De raad van Den Haag had in 1891 aan de uitgifte van de gronden de voorwaarde verbonden dat alleen vrijstaande woonhuizen mochten worden gebouwd met een gevelbreedte van maximaal 25 meter, die niet dichter dan 8 meter bij de openbare weg mochten komen en 5 meter bij de erfscheiding. De huizen moesten er binnen 5 jaar na gronduitgifte bewoond uitzien en binnen 2 jaar moesten de onbebouwde gedeelten van het terrein worden beplant. Er mochten geen schuttingen worden gebouwd; alleen open ijzeren hekken waren toegestaan. Globaal bezien voldoet de vrijstaande bebouwing in het gebied, met uitzondering van de aaneengesloten bebouwing aan de Van Lennepweg en de Wagenaarweg, nog steeds aan deze voorwaarden.
De bouwgrond werd zowel aan particulieren als aan ontwikkelaars verkocht. Het wandelparkje tussen de Nieuwe Parklaan en de Badhuisweg is het resultaat van een afspraak met een ontwikkelaar. Deze kocht van de gemeente in 1904 2,5 ha grond voor de bouw van negen enkele en drie dubbele villa's. Hiervan werd 1,5 ha grond weer aan de gemeente teruggeleverd, nadat hier 6 meter brede wandelpaden en een overdekte bank op de duintop waren aangelegd. Door uitgekiende kavels werden in dit gebied 22 huizen en het appartementengebouw 'Dennehove' gebouwd.

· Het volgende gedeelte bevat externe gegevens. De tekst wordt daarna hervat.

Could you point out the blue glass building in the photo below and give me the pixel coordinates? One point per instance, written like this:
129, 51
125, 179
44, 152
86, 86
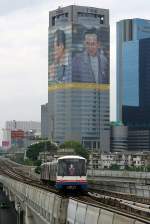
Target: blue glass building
133, 69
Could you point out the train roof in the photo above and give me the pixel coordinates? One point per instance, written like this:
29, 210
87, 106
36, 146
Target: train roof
71, 157
48, 163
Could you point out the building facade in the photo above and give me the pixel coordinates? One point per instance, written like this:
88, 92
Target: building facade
133, 81
44, 121
78, 76
23, 125
119, 137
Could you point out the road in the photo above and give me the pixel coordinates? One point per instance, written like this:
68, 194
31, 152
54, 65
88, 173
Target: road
7, 215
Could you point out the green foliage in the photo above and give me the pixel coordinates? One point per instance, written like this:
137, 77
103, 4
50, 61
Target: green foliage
34, 149
77, 146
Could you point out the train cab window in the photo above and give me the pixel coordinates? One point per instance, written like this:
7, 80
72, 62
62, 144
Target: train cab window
71, 167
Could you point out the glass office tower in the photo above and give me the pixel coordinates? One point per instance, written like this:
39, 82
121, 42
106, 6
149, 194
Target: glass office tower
133, 81
136, 90
78, 76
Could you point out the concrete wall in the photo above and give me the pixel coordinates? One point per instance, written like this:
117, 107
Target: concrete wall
42, 207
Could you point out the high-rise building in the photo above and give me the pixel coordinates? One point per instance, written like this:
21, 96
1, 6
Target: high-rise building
44, 121
78, 76
133, 81
133, 68
23, 125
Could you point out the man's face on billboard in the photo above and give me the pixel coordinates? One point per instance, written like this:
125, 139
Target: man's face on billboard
58, 51
91, 44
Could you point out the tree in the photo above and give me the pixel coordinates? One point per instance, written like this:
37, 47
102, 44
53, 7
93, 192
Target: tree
34, 149
77, 146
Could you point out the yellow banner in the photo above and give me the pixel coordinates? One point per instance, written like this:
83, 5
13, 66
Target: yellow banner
78, 85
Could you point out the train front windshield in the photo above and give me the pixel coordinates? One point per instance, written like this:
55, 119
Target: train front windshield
71, 167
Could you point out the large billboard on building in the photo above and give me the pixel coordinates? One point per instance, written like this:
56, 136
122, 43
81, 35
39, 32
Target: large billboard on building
79, 53
17, 138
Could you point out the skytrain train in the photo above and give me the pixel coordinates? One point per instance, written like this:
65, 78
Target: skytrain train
67, 172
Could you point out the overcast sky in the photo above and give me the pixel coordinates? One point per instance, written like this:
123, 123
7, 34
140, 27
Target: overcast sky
24, 47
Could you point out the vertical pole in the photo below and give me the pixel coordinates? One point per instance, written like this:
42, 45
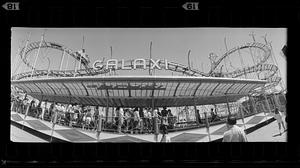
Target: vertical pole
99, 127
48, 66
207, 126
12, 105
225, 57
37, 55
79, 64
196, 115
53, 123
189, 64
253, 104
228, 107
67, 62
43, 110
268, 105
26, 113
61, 61
242, 115
106, 110
15, 62
150, 58
24, 51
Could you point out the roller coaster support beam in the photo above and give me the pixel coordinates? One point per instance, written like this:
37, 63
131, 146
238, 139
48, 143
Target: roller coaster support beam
253, 104
37, 55
228, 107
61, 61
207, 126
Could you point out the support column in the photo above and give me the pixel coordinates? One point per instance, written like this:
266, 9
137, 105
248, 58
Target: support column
99, 127
268, 105
12, 106
253, 104
242, 115
37, 55
61, 61
228, 107
196, 113
207, 126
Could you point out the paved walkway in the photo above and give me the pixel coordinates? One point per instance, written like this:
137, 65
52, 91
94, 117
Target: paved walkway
195, 135
268, 133
18, 135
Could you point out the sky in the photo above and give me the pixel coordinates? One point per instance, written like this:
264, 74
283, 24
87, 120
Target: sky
172, 44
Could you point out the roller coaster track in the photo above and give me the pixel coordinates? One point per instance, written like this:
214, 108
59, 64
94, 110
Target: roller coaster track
35, 45
172, 66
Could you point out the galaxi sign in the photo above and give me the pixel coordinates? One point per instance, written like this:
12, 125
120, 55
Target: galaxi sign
132, 64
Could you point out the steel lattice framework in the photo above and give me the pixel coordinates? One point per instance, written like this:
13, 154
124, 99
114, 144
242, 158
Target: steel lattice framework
172, 66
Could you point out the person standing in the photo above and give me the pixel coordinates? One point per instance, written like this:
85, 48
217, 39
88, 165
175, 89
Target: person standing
165, 137
234, 132
278, 117
155, 125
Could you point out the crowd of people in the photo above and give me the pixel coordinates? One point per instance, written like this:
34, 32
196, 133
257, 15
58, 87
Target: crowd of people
138, 120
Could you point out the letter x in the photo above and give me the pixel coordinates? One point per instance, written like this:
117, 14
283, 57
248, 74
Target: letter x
155, 64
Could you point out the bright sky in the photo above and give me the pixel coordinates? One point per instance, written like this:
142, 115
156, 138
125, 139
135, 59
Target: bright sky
131, 43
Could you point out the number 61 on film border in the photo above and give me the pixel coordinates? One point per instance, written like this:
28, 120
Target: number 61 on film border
11, 6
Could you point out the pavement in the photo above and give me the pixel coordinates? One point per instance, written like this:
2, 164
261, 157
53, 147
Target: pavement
267, 133
19, 135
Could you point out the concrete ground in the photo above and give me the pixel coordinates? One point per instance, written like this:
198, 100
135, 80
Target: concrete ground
268, 133
18, 135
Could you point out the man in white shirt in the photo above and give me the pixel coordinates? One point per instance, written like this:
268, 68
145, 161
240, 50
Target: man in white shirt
234, 132
278, 116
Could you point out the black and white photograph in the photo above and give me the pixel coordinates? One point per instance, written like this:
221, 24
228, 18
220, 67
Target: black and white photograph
148, 85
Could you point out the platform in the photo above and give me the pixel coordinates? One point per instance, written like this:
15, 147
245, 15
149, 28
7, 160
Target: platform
77, 135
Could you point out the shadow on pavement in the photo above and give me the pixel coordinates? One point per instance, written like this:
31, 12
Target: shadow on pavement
277, 135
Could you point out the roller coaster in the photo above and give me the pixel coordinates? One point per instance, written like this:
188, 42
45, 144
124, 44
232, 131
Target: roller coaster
82, 58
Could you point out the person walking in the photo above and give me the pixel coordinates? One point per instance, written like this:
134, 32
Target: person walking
165, 137
234, 132
278, 117
155, 125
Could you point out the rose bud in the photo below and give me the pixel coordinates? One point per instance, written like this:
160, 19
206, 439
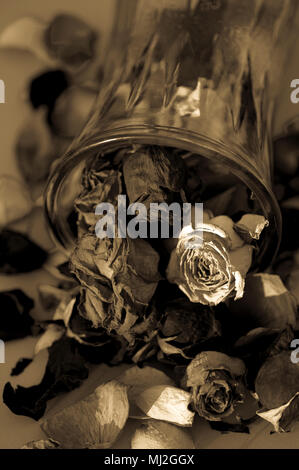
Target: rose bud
70, 40
153, 176
156, 434
210, 262
216, 383
277, 387
185, 328
266, 303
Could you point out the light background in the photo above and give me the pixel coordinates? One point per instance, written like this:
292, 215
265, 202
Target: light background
16, 69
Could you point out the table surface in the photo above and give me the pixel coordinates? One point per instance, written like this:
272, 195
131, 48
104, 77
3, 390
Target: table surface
16, 69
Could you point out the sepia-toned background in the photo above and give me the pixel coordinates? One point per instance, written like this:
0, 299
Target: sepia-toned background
16, 70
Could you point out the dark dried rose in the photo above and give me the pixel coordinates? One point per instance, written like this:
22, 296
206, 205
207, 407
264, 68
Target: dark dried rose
258, 345
152, 175
280, 402
266, 303
16, 321
185, 328
120, 277
45, 88
42, 444
18, 254
70, 40
216, 383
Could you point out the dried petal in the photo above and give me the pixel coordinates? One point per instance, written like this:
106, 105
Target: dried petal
159, 435
281, 371
266, 303
53, 333
42, 444
50, 297
250, 226
227, 224
277, 415
139, 379
94, 422
70, 40
200, 367
166, 403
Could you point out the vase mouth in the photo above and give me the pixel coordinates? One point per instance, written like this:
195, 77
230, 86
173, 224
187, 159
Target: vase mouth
114, 139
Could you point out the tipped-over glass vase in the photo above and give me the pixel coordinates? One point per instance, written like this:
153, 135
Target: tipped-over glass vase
198, 76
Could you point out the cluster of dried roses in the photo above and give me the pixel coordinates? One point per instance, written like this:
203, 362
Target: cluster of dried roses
218, 373
224, 341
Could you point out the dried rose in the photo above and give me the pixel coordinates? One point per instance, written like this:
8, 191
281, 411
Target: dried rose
216, 383
280, 402
152, 175
266, 303
156, 434
185, 328
138, 379
94, 422
119, 277
210, 262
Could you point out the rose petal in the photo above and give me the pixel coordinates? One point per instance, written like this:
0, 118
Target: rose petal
226, 223
251, 225
241, 259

In de Tweede Wereldoorlog werd het gebied onderdeel van de Atlantikwall. Eind 1941 had het Duitse opperbevel besloten deze verdedigingslinie langs de Europese Westkust aan te leggen. Den Haag/Scheveningen werd als een potentieel doelwit van een invasie beschouwd. Daarom werd van Scheveningen een soort vesting gemaakt. Aan weerszijden van de Badhuisweg was het complex voor de verdedigingsstaf gevestigd. Deze voerde het militaire commando over de vesting. Het grootste deel van de werken ligt in de Nieuwe Scheveningse Bosjes. Een drietal werken ligt tussen de bebouwing aan de andere zijde van de Badhuisweg. Het complex is een verzameling solitaire bunkers ten behoeve van de onderbrenging van de staf, die ten tijde van relatieve rust in de omliggende bebouwing verbleef. De werken in de Nieuwe Scheveningse Bosjes liggen geheel of gedeeltelijk ondergronds. De munitiebunker aan de Badhuisweg 139 had tot enkele jaren geleden nog een militaire functie. Recent werd hij verkocht en vormt nu het souterrain van een moderne bungalow.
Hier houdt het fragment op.